Kathy is not alone in her struggle. Studies show that most companies overlook what may be a $150 billion problem that not only impacts health care costs but also workforce productivity.

How does an integrated care approach improve employee health and productivity and reduce medical costs?
Traditionally, employers have offered individual programs to their employees to address these challenges. However, we believe that an integrated, total health management approach produces better outcomes. We have seen promising results from the integration of medical, pharmacy, disability and behavioral health benefits and programs. These programs have helped employers improve the health and productivity of their employees and reduce medical costs.

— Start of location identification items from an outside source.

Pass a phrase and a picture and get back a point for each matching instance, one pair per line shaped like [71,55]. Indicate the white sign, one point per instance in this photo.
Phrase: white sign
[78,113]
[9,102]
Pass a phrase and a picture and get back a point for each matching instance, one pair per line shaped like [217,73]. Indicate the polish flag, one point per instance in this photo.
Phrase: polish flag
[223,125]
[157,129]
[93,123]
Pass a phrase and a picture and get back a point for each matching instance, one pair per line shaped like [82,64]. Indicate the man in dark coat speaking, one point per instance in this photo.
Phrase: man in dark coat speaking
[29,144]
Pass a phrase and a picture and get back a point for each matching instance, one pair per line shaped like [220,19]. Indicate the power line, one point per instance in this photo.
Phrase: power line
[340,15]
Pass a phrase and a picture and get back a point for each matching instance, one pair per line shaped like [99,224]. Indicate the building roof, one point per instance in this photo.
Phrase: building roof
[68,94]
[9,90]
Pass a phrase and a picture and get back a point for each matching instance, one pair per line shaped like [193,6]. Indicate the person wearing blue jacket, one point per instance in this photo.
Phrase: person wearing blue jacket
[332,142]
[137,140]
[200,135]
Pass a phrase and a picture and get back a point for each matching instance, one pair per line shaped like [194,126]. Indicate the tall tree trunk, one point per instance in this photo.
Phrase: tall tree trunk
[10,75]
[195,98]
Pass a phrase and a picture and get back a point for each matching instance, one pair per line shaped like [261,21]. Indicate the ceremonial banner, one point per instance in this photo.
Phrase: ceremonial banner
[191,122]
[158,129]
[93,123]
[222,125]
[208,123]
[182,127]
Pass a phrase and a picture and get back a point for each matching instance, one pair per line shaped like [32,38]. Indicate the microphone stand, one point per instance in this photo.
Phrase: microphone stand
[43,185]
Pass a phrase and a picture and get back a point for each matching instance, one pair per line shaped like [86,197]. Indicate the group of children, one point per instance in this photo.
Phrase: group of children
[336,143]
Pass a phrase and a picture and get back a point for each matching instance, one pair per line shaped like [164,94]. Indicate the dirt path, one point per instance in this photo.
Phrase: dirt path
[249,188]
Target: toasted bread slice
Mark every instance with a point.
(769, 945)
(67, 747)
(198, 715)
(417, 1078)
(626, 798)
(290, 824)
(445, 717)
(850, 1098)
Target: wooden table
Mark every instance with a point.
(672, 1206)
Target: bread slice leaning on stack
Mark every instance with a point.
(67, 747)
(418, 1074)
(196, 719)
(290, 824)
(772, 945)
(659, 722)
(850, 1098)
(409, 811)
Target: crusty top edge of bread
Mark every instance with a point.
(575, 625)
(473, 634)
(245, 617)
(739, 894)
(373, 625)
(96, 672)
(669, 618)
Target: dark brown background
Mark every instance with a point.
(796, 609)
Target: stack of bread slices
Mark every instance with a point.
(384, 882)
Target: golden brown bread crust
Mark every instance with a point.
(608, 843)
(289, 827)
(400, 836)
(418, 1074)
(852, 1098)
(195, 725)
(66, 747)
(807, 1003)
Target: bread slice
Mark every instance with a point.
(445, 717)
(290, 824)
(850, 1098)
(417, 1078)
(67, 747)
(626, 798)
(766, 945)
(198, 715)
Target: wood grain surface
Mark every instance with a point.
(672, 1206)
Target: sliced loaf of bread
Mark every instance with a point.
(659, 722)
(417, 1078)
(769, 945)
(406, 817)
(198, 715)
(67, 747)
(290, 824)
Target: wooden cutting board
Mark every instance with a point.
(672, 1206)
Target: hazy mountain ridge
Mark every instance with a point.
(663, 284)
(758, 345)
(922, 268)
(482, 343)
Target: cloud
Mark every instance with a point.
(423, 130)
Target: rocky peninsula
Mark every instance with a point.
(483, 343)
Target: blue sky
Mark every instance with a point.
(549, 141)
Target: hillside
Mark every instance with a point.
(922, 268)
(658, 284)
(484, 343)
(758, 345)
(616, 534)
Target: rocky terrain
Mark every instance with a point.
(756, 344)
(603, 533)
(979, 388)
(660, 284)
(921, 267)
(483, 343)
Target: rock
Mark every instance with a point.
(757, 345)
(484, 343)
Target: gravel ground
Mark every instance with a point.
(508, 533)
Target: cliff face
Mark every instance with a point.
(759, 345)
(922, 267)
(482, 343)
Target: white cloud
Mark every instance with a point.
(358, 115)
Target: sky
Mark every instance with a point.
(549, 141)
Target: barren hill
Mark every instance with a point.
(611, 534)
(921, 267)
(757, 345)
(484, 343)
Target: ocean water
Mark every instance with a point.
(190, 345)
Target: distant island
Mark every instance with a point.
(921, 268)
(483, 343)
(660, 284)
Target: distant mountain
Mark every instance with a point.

To illustrate the point, a 2005 study revealed that an integrated benefits package that includes medical, pharmacy and disease management services can yield significant improvements in certain health outcomes for members and substantial medical savings for the employers. According to the data, overall costs dropped by 20 percent for high-risk members with integrated benefits compared to similar members with just medical insurance benefits.

What actions can employees take to understand their own health status?
Employees can take action by completing an online health assessment, which identifies specific health needs and generates a personalized health action plan with wellness and disease prevention programs. They are encouraged to make health changes that fit their lifestyles and track progress toward improvement. Based on self-reported information, participants may receive feedback and recommendations for additional programs and resources. For example, an employee who completes the health risk assessment and indicates risk factors for heart disease may receive dietary and exercise suggestions in addition to a link to a Web site with cardiac-related health information and decision-support tools.

What can health plans do to help employers measure the link between health and productivity?
Health plans are in a great position to offer more information services to employers. There is a growing need to provide information driven services to enhance members’ health status, including productivity.

Indeed, this is an exciting time, and an important opportunity to help employers of all sizes get more value from their investments in employee health. Work with your broker to look for innovative ways to meet your needs that provide a strong connection to employee health, productivity and bottom-line results.